I am coming to that.

The yield from all stamp duties is projected to rise from £10.9 billion last year to £14.3 billion in 2007-08, all because the higher thresholds remain at £250,000 and £500,000, and there is no sign of the Chancellor upgrading them in line with inflation—past, present or future. It is a London stealth tax. Because the average London home price is more than £300,000, and far higher in constituencies such as mine, and because the percentage rate rises from 1 per cent. to 3 per cent. at the £250,000 threshold, the majority of London home buyers need to find at least £7,500 in cash just to buy a property, and that is on top of the deposit, survey fees, legal fees and so on.

The effects of stamp duty banding are serious. It is a mobility tax and combined with the inflexible policies pursued by many councils, such as preventing otherwise reasonable loft extensions, the huge rises in stamp duty land tax are making previously uneconomic home improvements worth while; for example, light wells and basement conversions, which have sprouted up all over Fulham and south Hammersmith, especially since the punitive stamp duty regimes came in.
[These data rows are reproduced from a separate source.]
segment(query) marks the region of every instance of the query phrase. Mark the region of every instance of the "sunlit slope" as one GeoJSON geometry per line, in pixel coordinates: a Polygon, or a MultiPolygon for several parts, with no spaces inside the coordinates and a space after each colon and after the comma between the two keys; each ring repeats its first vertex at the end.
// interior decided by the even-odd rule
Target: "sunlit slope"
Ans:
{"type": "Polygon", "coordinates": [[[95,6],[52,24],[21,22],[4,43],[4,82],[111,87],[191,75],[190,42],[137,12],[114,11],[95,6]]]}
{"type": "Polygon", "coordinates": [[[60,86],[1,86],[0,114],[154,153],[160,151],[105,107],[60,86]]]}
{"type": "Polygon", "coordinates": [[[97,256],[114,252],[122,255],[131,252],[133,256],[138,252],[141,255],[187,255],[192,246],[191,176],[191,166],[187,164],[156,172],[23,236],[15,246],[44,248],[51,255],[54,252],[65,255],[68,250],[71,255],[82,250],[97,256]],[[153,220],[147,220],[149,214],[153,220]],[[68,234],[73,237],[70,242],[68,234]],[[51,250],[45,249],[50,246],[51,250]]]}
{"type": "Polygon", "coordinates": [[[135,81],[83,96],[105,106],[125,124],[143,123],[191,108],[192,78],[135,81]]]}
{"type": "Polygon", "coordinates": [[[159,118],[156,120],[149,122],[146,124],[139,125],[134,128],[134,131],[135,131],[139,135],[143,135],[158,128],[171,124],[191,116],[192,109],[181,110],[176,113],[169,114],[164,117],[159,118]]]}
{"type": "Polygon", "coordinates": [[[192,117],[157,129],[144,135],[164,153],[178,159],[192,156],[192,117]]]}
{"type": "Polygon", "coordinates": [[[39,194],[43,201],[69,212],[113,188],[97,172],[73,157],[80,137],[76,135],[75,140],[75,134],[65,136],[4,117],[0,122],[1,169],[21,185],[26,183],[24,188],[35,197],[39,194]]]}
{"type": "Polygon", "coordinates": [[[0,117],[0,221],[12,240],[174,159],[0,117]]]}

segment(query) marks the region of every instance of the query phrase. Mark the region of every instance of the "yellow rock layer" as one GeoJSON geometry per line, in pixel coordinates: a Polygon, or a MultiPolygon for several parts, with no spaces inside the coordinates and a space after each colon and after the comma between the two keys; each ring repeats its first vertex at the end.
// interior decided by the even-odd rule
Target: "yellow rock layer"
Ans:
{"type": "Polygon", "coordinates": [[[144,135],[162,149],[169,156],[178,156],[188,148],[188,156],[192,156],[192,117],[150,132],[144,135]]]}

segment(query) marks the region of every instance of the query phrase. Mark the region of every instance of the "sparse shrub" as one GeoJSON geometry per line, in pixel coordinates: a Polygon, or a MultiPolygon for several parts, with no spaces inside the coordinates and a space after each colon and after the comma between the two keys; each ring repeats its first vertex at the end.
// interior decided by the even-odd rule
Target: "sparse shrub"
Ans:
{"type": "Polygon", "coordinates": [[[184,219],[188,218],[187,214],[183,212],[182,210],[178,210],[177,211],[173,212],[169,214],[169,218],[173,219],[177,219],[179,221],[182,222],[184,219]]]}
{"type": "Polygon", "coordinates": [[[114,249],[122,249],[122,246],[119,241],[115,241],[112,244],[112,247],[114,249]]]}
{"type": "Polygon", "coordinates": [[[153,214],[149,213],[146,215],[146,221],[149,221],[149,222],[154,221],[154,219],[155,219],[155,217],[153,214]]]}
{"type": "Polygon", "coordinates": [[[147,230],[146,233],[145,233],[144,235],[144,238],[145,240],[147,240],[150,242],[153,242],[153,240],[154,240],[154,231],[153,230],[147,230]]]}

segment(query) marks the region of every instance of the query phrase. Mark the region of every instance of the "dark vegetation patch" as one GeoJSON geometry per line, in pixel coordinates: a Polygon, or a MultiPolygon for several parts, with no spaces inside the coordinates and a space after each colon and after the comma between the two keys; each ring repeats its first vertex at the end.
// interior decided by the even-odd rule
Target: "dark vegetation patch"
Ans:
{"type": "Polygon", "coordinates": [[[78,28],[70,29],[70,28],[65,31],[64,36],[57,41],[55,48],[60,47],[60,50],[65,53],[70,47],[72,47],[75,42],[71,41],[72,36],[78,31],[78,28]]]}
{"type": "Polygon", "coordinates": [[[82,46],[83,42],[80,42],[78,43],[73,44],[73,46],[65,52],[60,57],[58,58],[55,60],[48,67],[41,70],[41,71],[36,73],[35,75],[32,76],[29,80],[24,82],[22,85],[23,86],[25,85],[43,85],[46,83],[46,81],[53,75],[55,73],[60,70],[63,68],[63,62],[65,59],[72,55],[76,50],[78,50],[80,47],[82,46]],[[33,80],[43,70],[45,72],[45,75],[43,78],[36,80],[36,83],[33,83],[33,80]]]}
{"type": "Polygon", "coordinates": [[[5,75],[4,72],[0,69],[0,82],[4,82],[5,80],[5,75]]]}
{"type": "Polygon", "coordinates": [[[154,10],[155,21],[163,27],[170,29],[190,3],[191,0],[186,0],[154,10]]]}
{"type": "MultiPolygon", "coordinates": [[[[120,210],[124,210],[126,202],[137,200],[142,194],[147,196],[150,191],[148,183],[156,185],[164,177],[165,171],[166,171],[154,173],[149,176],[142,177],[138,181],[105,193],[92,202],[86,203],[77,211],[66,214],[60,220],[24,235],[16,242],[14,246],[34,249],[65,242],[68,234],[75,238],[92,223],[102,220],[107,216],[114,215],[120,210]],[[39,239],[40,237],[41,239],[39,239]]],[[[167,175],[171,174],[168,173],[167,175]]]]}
Light wells tend to flood, and there is a real fear that their increasing prevalence may lead to long-term structural damage to neighbouring properties. Ironically, my constituency is reckoned to be one of the first in Britain that would disappear if some of the more dire predictions of global warming were to come true. The flooding may get much worse.

The impact of stamp duty on mobility in London is severe and leads to a number of effects that other Members frequently remark on in their constituencies. Before the big increases in stamp duty, families used to move within Hammersmith and Fulham when they wanted more space because of, for example, an expanding family, or even just a better-paid job. Now, the move from a two-bedroom house, perhaps costing £450,000, to a £600,000 three-bedroom house will cost £24,000 in stamp duty alone, plus the extra £150,000 difference between the two sale prices.
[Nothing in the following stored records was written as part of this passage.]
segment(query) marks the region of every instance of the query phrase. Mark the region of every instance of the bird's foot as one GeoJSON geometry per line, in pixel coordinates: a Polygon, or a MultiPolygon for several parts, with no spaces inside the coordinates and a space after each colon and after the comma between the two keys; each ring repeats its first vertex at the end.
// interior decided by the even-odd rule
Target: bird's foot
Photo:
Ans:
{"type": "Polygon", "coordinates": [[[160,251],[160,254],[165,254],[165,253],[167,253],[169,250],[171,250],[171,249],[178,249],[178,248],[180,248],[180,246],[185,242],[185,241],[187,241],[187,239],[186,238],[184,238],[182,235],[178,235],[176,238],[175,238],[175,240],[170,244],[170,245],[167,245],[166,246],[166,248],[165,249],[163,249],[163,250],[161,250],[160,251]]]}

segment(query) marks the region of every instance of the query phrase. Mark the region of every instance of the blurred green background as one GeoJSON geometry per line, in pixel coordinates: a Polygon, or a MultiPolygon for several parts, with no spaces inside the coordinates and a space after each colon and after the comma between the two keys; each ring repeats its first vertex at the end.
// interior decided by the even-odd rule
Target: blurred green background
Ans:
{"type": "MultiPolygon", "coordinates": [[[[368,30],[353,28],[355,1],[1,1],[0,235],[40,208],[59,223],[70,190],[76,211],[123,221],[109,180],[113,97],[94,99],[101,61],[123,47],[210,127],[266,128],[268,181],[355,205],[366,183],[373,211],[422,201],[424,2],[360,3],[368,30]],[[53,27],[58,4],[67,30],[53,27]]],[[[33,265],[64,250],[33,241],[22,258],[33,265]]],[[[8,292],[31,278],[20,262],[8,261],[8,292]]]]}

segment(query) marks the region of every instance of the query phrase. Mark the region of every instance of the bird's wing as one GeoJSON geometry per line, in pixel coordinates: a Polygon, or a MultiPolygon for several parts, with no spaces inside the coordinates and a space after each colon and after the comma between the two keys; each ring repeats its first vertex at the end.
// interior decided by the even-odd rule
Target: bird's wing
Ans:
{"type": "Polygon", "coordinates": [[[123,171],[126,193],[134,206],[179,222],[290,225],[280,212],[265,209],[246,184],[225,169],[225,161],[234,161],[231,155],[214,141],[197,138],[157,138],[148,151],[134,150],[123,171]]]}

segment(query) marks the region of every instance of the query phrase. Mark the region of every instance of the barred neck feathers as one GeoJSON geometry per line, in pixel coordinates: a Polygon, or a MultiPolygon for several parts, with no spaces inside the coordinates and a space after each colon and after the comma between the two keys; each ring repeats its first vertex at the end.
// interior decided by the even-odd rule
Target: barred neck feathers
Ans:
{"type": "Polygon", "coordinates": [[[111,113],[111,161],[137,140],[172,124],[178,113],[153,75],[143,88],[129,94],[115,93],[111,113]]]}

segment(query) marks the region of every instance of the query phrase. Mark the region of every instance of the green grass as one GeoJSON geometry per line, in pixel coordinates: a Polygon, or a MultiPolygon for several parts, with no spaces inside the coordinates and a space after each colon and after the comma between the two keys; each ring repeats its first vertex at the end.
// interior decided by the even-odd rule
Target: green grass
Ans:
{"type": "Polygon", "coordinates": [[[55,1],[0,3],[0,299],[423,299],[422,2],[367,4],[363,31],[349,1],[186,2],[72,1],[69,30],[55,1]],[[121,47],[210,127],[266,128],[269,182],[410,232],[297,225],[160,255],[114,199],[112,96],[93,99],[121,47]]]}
If we compare the £24,000 stamp duty bill with a loft conversion costing on average £35,000, a side conversion costing £45,000 or a light well at around £60,000, we start to see why such home improvements are all the rage. An argument might be made that those buying and selling simultaneously should pay stamp duty on the difference between the prices of the two homes, as long as they are below a certain level and there is a minimum fee. In my view, that idea should be explored. It would be rather like capital gains tax, which is paid only on an increase in asset price. It might be said to discriminate against first-time buyers—I shall come back to them—who, by definition, have no property to sell, but I believe that the proposal would have an impact on the supply of homes to the market, in London in particular, which would have a huge knock-on benefit for first-time buyers. It would also encourage people, mainly retired, who wanted to trade down the size of their home, because they would end up paying no stamp duty and would thereby free up a family-sized home for another buyer. We could also look at schemes such as those in Australia where first-time buyers can be exempt from stamp duty.